Pakistan summons US diplomat over drone strike
01 May, 2012
ISLAMABAD: Pakistan on Monday summoned a senior US diplomat to the Foreign Ministry, and lodged a formal protest over the US drone attack in North Waziristan, which had killed at least three people a few days ago.
On Sunday, a drone fired two missiles on a house in Miranshah, North Waziristan, days after parliament called for an immediate halt to drone strikes in new approved guidelines for future relationship with the United States.
"US Political Counselor Jonathan Pratt was summoned at the Foreign Office by America Director General Suhail Khan," the Foreign Ministry said. "Protest was lodged over yesterday's US drone attack," the Foreign Office spokesman said in a statement.
No comments were available from the US embassy. Sunday's strike was second in North Waziristan in a month despite strong opposition by Pakistan.
The Foreign Ministry, in an earlier statement, said the issue of American drones strikes will be taken up with the US authorities through diplomatic channels both in Islamabad and Washington.
"The government of Pakistan strongly condemns the US drone attack that occurred in North Waziristan," a Foreign Ministry statement said. "Such attacks are in total contravention of international law and established norms of interstate relations."
The statement said Islamabad had consistently maintained that drone attacks violated its territorial integrity and sovereignty.
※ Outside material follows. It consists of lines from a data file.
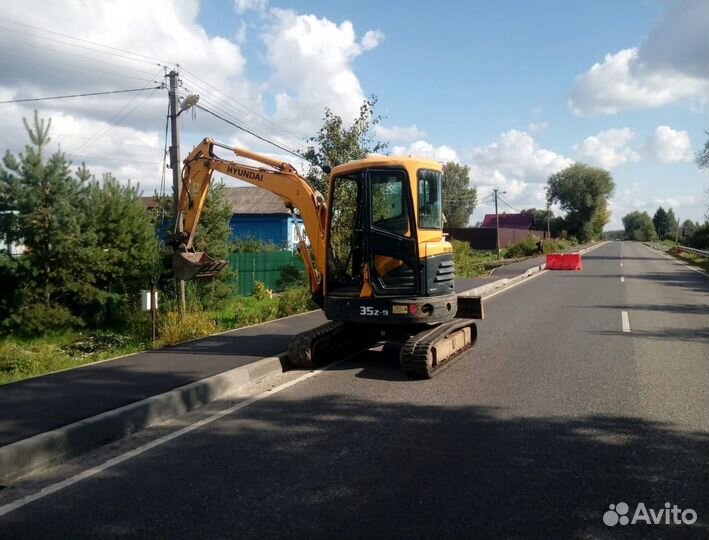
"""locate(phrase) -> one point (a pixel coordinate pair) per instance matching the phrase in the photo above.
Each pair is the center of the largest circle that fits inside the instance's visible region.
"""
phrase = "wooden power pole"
(175, 166)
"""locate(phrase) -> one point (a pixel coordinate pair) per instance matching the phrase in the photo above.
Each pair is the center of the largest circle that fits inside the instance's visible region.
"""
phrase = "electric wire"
(81, 95)
(240, 105)
(256, 131)
(250, 132)
(115, 120)
(79, 39)
(249, 119)
(132, 56)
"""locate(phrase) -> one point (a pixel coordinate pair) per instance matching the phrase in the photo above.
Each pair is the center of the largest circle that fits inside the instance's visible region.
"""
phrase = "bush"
(291, 276)
(37, 319)
(525, 248)
(700, 237)
(294, 301)
(261, 292)
(175, 327)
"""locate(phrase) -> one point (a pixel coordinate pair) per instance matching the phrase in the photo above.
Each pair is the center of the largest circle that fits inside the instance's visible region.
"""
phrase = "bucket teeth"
(189, 265)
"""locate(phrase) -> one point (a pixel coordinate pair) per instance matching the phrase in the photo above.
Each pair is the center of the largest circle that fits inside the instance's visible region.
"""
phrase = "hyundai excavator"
(376, 258)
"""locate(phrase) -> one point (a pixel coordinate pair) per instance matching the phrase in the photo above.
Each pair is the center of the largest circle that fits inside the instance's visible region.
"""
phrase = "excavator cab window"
(345, 249)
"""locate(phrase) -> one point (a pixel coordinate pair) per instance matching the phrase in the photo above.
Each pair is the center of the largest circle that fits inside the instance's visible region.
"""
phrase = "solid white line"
(53, 488)
(625, 321)
(677, 261)
(508, 287)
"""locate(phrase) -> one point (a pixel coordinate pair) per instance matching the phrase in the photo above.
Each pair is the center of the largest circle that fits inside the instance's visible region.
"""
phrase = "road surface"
(564, 407)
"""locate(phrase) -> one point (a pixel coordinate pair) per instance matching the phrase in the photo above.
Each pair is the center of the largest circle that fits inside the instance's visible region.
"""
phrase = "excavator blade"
(195, 265)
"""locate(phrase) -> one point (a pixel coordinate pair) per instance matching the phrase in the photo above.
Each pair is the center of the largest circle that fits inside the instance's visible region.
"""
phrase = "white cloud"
(669, 67)
(517, 154)
(667, 145)
(398, 133)
(426, 150)
(608, 149)
(242, 6)
(538, 127)
(371, 39)
(312, 58)
(518, 166)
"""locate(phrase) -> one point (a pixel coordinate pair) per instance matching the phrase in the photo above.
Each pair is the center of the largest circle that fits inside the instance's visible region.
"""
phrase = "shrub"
(294, 301)
(291, 276)
(525, 248)
(261, 292)
(174, 327)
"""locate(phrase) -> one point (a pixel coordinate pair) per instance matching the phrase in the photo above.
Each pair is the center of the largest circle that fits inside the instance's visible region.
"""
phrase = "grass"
(694, 260)
(21, 358)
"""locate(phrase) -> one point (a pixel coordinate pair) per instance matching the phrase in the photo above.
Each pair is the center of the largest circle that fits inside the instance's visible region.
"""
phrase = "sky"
(515, 90)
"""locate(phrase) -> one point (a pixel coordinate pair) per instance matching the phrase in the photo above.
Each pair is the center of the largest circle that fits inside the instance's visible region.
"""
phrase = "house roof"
(254, 200)
(509, 221)
(244, 200)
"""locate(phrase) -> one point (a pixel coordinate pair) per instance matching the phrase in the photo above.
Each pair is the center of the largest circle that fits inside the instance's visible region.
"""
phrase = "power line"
(11, 21)
(108, 126)
(132, 56)
(91, 68)
(300, 156)
(80, 95)
(244, 107)
(249, 119)
(508, 205)
(257, 130)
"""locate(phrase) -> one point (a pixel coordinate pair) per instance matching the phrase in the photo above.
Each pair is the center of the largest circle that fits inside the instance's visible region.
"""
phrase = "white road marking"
(53, 488)
(677, 261)
(58, 486)
(625, 321)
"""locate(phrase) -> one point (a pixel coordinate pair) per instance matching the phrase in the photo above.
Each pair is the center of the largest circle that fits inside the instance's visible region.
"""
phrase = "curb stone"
(52, 447)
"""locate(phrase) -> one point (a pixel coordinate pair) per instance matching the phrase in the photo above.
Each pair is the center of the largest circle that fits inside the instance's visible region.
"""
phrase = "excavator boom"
(278, 177)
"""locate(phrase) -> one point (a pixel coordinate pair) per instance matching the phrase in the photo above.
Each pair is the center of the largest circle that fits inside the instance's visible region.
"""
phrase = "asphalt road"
(554, 415)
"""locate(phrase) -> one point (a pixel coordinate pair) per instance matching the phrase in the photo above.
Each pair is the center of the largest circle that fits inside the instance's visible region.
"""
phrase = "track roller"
(428, 352)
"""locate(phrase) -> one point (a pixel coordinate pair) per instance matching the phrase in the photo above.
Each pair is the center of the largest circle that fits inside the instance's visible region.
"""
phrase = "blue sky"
(516, 90)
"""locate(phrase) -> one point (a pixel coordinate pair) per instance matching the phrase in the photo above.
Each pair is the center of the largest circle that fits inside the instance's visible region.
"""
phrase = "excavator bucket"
(195, 265)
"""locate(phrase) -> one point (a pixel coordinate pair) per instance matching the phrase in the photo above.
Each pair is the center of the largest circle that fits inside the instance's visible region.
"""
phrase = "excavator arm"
(278, 177)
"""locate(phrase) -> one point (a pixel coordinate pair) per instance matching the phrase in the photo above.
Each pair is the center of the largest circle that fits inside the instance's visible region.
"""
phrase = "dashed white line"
(625, 321)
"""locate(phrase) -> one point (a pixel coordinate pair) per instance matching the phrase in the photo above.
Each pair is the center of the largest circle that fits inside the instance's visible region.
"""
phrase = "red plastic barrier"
(564, 261)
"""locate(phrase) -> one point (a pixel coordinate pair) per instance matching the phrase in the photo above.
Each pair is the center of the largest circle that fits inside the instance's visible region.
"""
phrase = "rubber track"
(415, 352)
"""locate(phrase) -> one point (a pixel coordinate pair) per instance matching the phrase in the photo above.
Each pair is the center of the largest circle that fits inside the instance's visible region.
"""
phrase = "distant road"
(583, 391)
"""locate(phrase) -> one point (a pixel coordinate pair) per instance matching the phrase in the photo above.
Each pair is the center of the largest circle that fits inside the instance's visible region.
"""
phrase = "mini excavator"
(376, 258)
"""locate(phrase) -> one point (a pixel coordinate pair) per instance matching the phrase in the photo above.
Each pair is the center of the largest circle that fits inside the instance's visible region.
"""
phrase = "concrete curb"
(47, 449)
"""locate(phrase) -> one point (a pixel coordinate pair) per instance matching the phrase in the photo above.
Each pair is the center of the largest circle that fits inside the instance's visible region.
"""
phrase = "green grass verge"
(21, 358)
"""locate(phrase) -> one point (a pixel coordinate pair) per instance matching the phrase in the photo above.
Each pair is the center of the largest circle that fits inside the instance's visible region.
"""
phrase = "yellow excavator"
(377, 261)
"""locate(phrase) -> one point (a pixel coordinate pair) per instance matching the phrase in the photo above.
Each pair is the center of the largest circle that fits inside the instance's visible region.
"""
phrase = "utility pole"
(175, 166)
(548, 219)
(497, 227)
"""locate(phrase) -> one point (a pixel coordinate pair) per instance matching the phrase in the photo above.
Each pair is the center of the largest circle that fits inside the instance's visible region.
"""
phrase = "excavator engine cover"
(189, 265)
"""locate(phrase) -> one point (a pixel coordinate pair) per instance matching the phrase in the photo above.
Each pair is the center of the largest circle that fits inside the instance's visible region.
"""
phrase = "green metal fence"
(263, 266)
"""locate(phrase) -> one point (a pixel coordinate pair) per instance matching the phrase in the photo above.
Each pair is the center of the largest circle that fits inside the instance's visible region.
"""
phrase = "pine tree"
(459, 198)
(44, 200)
(121, 248)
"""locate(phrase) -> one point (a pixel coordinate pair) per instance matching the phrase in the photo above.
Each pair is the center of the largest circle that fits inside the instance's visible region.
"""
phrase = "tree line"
(88, 245)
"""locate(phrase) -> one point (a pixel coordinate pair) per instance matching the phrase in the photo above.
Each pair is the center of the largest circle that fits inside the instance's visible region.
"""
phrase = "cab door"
(390, 242)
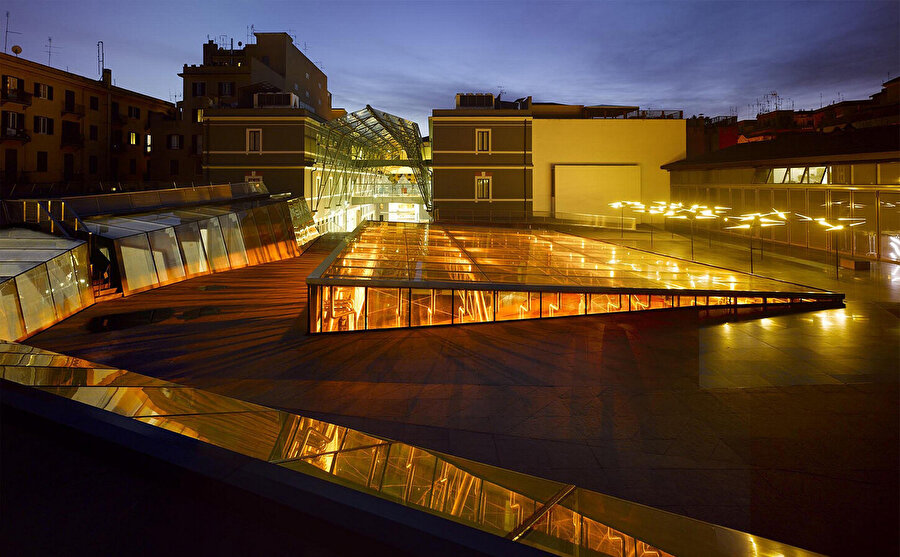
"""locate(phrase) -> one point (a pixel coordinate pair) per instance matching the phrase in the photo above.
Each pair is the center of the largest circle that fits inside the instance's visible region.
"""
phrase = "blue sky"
(410, 57)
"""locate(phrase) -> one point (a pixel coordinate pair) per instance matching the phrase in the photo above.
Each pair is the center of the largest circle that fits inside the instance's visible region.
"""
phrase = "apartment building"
(65, 133)
(495, 159)
(244, 116)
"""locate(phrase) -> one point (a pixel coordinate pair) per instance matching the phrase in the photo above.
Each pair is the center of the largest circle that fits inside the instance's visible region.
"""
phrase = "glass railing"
(558, 518)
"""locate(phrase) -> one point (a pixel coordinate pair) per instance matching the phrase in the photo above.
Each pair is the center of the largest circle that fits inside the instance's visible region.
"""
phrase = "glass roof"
(406, 254)
(22, 249)
(514, 505)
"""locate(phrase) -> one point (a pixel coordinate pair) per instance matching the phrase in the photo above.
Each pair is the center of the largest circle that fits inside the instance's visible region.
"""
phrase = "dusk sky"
(408, 58)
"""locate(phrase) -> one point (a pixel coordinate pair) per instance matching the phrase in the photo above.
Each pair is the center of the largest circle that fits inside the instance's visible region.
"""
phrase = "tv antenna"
(49, 46)
(7, 33)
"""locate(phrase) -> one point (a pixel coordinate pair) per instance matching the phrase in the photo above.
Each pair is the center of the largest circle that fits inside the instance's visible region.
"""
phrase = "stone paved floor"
(784, 426)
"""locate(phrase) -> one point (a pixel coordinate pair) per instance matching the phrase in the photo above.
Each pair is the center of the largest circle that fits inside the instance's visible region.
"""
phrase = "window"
(43, 125)
(14, 120)
(482, 141)
(42, 91)
(482, 187)
(254, 141)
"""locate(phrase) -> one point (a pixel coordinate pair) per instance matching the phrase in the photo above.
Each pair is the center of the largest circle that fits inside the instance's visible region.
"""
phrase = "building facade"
(243, 114)
(502, 160)
(64, 133)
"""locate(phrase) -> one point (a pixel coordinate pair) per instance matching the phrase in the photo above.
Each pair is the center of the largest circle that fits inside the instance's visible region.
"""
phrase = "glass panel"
(11, 325)
(342, 308)
(396, 472)
(558, 304)
(279, 232)
(35, 299)
(638, 302)
(138, 270)
(840, 208)
(255, 254)
(192, 247)
(889, 221)
(798, 225)
(166, 255)
(795, 175)
(777, 176)
(421, 478)
(518, 305)
(387, 308)
(779, 202)
(606, 303)
(474, 306)
(81, 260)
(865, 235)
(431, 307)
(816, 174)
(64, 285)
(213, 244)
(234, 240)
(267, 243)
(816, 210)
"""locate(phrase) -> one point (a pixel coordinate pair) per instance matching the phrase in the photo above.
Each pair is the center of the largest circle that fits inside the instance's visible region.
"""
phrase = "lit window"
(482, 188)
(777, 176)
(482, 141)
(254, 141)
(43, 125)
(43, 91)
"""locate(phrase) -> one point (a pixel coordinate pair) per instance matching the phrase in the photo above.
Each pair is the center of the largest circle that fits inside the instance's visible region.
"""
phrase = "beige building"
(504, 160)
(64, 133)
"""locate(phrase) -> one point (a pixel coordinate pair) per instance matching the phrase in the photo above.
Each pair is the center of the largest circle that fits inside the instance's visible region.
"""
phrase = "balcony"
(74, 140)
(14, 134)
(76, 110)
(15, 96)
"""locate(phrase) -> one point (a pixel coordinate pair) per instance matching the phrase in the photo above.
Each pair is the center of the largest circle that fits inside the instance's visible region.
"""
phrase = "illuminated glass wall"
(35, 294)
(359, 308)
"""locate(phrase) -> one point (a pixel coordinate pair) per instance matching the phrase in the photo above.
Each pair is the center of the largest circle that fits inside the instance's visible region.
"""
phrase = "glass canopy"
(408, 275)
(43, 280)
(562, 519)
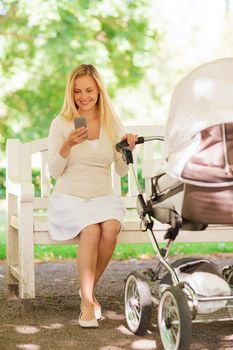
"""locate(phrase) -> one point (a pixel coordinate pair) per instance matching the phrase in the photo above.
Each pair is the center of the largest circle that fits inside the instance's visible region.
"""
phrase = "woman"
(83, 202)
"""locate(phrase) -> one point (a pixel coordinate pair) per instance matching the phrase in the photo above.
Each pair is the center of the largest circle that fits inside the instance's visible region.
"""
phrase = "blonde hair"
(108, 118)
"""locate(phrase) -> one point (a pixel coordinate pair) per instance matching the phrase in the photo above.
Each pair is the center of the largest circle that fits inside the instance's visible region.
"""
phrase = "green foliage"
(41, 41)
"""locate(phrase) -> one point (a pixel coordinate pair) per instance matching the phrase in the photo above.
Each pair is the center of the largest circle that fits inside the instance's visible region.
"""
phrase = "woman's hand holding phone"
(76, 136)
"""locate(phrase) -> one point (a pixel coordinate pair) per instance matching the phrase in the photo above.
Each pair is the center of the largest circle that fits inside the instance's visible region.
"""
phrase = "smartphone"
(79, 122)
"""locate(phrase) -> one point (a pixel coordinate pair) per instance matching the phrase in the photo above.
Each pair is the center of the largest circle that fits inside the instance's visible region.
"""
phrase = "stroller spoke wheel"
(174, 319)
(138, 303)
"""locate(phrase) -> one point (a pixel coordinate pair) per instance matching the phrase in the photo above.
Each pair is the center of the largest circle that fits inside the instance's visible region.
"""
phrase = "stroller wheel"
(138, 304)
(174, 319)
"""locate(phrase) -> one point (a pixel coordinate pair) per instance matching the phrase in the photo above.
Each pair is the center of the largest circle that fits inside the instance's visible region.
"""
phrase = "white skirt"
(69, 215)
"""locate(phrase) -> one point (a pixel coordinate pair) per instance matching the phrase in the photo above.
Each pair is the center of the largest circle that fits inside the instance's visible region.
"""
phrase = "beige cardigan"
(86, 172)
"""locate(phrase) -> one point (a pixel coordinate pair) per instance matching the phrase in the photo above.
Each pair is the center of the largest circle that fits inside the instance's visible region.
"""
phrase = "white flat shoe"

But, Prime Minister Yousaf Raza Gilani struck a moderate tone on Monday when he seemed to link the strikes to the continued ability of terrorists fighting the government and international forces in Afghanistan to operate on Pakistan's territory.
He pointed out that the resolution passed by parliament also stipulated that foreign fighters must be expelled from the country and Pakistani soil should not be used to attack other countries.
"So, when we plan a strategy (with the US), all these aspects would be discussed," said Gilani.
Drone attacks fully legal: US
The deadly US campaign of drone strikes against al Qaeda is fully legal under international law, President Barack Obama's counter terrorism chief insisted on Monday in the most extensive justification of a controversial tactic that has eliminated some of the most-wanted terrorists.
Speaking on the eve of the one-year anniversary of the US killing of Osama bin Laden in a raid in Pakistan, the White House aide, John Brennan, said the US administration holds itself to a "rigorous" review process in deciding on drone targets in Afghanistan and elsewhere.
The bin Laden commando raid and unmanned air strikes in Pakistan have severely strained relations between Washington and Islamabad. "I'm here today because President Obama has instructed us to be more open with the American people about these efforts," Brennan said in a speech to a Washington think tank.